From 42931aef380353a0352a00b8fe702c426e41ffb0 Mon Sep 17 00:00:00 2001
From: Gautam Mehta <66418526+coderGtm@users.noreply.github.com>
Date: Mon, 25 Dec 2023 13:26:57 +0530
Subject: [PATCH] Update README

Punctuation and grammatical fixes
---
 README | 38 +++++++++++++++++++-------------------
 1 file changed, 19 insertions(+), 19 deletions(-)

diff --git a/README b/README
index f47ffc4..410f0f0 100644
--- a/README
+++ b/README
@@ -8,13 +8,13 @@ your machine.
 
       #define FREQ 3.9
 
-.. and then later down..
+.. and then later down...
 
       // Hugepage size
       #define HUGEPAGE (2*1024*1024)
 
-if you don't change the FREQ define (it's in gigahertz) the tests still
-work, and the absolute time values in nanoseconds are correct, but the
+If you don't change the FREQ define (it's in gigahertz), the tests still
+work and the absolute time values in nanoseconds are correct, but the
 CPU cycle estimation will obviously be completely off.
 
 In addition to the tweakables in the code itself, there are other
@@ -33,23 +33,23 @@ but since the end result will be chasing a random chain it won't be a
 You can use odd stride values to see how unaligned loads change the
 picture, for example. 
 
-Also note that the actual memory sizes used for testing will depend on
-how much cache you have, but also on how much memory you have.  To
-actually get a largepage (when using the "-H" flag), not only does your
-architecture need to support it, you also have to have enough free
-memory that the OS will give you hugepage allocations in the first
+Also, note that the actual memory sizes used for testing will depend 
+not only on how much cache you have, but also on how much memory you 
+have. To actually get a largepage (when using the "-H" flag), not only 
+does your architecture need to support it, you also have to have enough 
+free memory that the OS will give you hugepage allocations in the first
 place. 
 
 So if you are running on some s390 with a 384MB L4 cache, you should
-increase the largest memory area size to at least 1G, but you should
-also increase the stride to 256 to match the cache line size. 
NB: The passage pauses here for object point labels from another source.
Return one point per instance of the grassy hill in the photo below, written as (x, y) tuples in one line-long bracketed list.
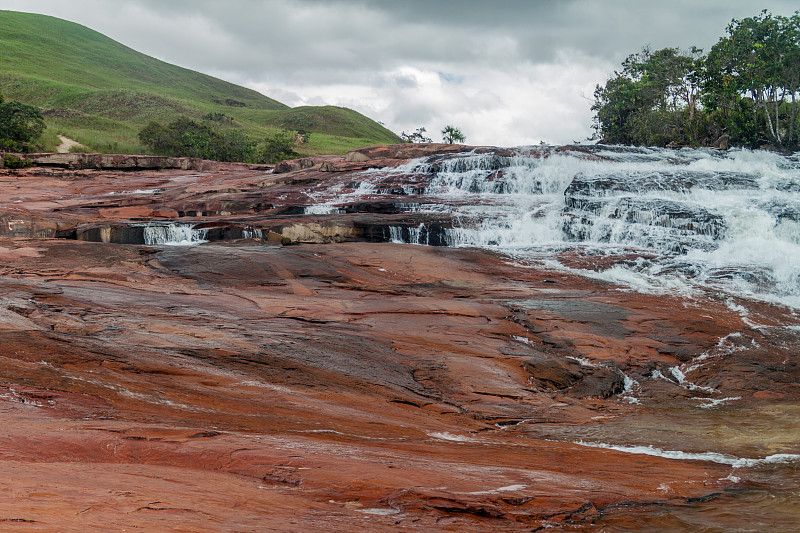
[(100, 92)]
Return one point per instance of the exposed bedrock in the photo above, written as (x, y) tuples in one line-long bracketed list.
[(240, 385)]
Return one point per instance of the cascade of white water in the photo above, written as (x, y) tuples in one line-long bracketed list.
[(730, 220), (174, 235)]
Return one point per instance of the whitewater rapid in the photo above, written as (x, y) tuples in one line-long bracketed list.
[(693, 219)]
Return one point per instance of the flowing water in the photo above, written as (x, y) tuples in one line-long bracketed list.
[(685, 221)]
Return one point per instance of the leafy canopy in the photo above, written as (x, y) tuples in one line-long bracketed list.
[(451, 134), (746, 88), (21, 126)]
+increase the largest memory area size to at least 1G, along with 
+increasing the stride to 256 to match the cache line size. 
 
-Also not that the use of MADV_HUGEPAGE is obviously Linux-specific, but
+Also, note that the use of MADV_HUGEPAGE is obviously Linux-specific, but
 the use of madvise() means that it is *advisory* rather than some hard
 requirement, and depending on your situation, you may not actually see
 the hugepage case at all.
 
-For example MADV_HUGEPAGE obviously depends on your kernel being built
+For example, MADV_HUGEPAGE obviously depends on your kernel being built
 to support it, and not all architectures support large pages at all. 
 You can still do the non-hugepage tests, of course, but then you'll not
 have the baseline that a bigger page size will get you. 
@@ -58,21 +58,21 @@ have the baseline that a bigger page size will get you.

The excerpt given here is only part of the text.